First of all... no one get offended. These are not made of real turtles!!! I would never eat real turtle! I just thought it was cute. 

*Red-Neck Turtle Burgers*

Here's a new twist on how to serve burgers and if you don't cook, 
give this handy little guide to someone that does and request them.

Handmade ground beef patties, topped with sharp cheddar cheese, wrapped in a bacon weave, then the next step,
add hotdogs as the heads, legs with slits for toes and tail. 

Next step. Place on an oven rack, covered loosely with foil and baked for 20-30 minutes at 400 degrees. A little crispy, not too crunchy.


----------



## DixieParadise (May 21, 2011)

No offense...I think they are pretty cute, too. Don't know...just me. We have a spam-o-rama, here. You have just given me a new idea.


----------



## coreyc (May 21, 2011)

Boy do they look good


----------



## jaizei (May 21, 2011)

Great idea.


----------



## ALDABRAMAN (May 21, 2011)

Creative, I love them!
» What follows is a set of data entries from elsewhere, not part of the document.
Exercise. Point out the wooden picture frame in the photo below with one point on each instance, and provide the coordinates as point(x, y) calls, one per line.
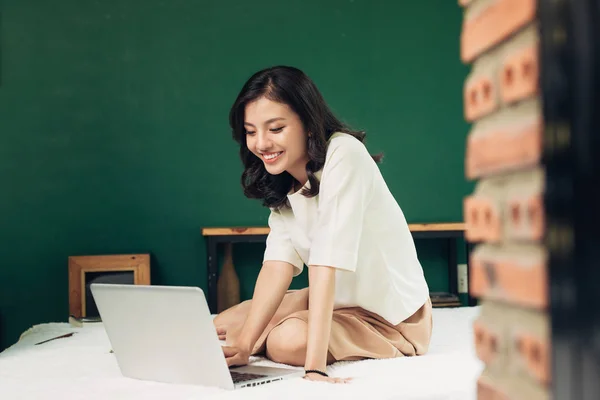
point(138, 264)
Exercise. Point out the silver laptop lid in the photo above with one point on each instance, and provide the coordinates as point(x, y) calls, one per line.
point(162, 333)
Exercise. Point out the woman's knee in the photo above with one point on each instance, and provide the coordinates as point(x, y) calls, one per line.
point(286, 343)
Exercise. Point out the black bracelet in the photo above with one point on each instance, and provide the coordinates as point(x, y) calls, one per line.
point(316, 371)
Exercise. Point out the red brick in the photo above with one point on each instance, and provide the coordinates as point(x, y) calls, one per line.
point(488, 22)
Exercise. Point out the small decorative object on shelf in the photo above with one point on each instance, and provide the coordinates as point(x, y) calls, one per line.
point(131, 269)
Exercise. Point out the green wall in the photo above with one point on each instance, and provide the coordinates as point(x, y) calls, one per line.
point(114, 135)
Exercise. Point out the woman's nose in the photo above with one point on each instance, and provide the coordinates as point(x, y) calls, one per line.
point(263, 143)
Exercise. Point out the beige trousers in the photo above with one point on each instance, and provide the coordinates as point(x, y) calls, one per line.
point(355, 333)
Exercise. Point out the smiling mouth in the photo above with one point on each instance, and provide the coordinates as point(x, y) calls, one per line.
point(271, 157)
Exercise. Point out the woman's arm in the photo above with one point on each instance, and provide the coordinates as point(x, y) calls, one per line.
point(320, 311)
point(273, 281)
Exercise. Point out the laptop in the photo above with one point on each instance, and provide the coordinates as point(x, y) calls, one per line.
point(166, 334)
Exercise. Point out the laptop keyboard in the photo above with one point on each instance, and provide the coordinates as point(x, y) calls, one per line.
point(243, 377)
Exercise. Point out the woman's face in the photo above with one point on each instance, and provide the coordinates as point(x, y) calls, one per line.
point(276, 135)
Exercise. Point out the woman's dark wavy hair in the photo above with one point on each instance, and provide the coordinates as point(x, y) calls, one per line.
point(290, 86)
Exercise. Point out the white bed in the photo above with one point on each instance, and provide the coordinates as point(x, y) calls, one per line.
point(82, 367)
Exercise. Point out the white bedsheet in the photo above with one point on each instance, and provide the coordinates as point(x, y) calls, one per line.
point(82, 367)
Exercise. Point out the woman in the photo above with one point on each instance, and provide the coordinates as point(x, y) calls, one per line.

LOL.....


----------



## CtTortoiseMom (May 21, 2011)

Oh my, they should call it a heart attack turtle!! My husband wants to try to make one.


----------



## Jacob (May 21, 2011)

Awesome!


----------



## ticothetort2 (May 22, 2011)

I know whats on this weekend BBQ menu! Awesome, thanks for sharing.


----------



## african cake queen (May 22, 2011)

hello, my husband and i just took at look at your turtle burgers, they are so funny and looks so good. i was wondering if now he will make me one! 'lol' lindy


----------



## ChiKat (May 22, 2011)

CtTortoiseMom said:


> Oh my, they should call it a heart attack turtle!!



My thoughts exactly!! 
I would make one with a lettuce shell and carrot arms/legs


----------



## Mao Senpai (May 22, 2011)

Now.. I want to try this... it looks good.


----------